The current study examined the influence of COVID-19 experiences on five clinically relevant psychological variables: COVID-19 specific perceived stress, anxiety, depression, health anxiety, and functional impairment. We hypothesized that those who believed they had contracted COVID-19, received a medical confirmation of COVID-19, knew someone with COVID-19, or knew someone who died from COVID-19 would report poorer mental health outcomes. Additionally, we explored the associations between perceived stress specific to COVID-19 and anxiety, depression, health anxiety, and functional impairment. We hypothesized that greater COVID-19 perceived stress would result in poorer mental health across the studied mental health indices.

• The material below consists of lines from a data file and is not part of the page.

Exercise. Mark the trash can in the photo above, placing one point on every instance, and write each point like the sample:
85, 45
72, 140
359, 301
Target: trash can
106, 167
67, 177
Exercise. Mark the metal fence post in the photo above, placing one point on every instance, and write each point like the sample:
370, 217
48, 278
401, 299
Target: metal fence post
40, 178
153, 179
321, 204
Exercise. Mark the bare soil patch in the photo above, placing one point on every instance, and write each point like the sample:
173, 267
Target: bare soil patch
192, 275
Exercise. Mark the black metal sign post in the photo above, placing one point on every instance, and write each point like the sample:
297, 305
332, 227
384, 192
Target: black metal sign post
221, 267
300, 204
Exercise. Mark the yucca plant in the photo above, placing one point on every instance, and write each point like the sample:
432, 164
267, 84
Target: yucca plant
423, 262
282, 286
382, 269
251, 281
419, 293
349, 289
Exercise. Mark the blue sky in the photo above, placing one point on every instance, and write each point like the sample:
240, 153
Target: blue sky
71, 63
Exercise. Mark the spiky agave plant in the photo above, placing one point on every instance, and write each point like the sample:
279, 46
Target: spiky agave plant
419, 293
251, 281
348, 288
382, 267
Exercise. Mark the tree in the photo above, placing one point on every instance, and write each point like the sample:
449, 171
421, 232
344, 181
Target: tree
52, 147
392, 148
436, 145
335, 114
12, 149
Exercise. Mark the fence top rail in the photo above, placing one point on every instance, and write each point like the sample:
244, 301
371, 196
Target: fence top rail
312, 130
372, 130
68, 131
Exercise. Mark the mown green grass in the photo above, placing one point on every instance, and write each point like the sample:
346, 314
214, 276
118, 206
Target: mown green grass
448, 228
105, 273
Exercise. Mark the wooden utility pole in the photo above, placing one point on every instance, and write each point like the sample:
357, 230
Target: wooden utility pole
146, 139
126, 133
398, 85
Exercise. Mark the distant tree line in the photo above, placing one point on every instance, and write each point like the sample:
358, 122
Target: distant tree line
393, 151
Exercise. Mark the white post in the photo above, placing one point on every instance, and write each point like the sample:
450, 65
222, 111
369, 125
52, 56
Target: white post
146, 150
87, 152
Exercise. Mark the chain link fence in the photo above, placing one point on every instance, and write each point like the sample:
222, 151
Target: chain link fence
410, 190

A total of 603 American adults were recruited using amazon mechanical turk (MTURK), an online data collection platform that has been shown to be an effective method of obtaining reliable and valid data (Thomas and Clifford 2017). The survey was advertised as a study on mental health and the Coronavirus pandemic, and data collection occurred from March 27, 2020 to May 5, 2020. Participants were eligible if they 18 years or older, located in the United States, had completed at least 100 human intelligence tasks (HITS), and had an approval rate of at least 95%. Participants were excluded if they did not complete the full survey or failed to answer at least three out of four validity questions correctly (e.g. “Respond to this question by writing the word ‘apple’ in the blank”). The final sample consisted of 565 participants with an average age of 38.26 (SD = 12.13; range 8–73). Most were male (57.9%), heterosexual (84.6%), married (52.9%), employed (76.8%), and had a bachelor’s degree or higher level of education (61.6%). Participants mostly identified as Caucasian (70.1%), with the remaining identifying as African American/Black (13.6%), Hispanic (6.2%), Asian/Pacific Islander (4.2%), Native American (2.8%), or multiracial/other (3.0%). The present study had a targeted sample size of 500 based on an a-priori power analysis indicating that this sample size would provide power greater than 0.80 to detect small to medium associations (rs ≥ 0.20) at alpha of 0.01.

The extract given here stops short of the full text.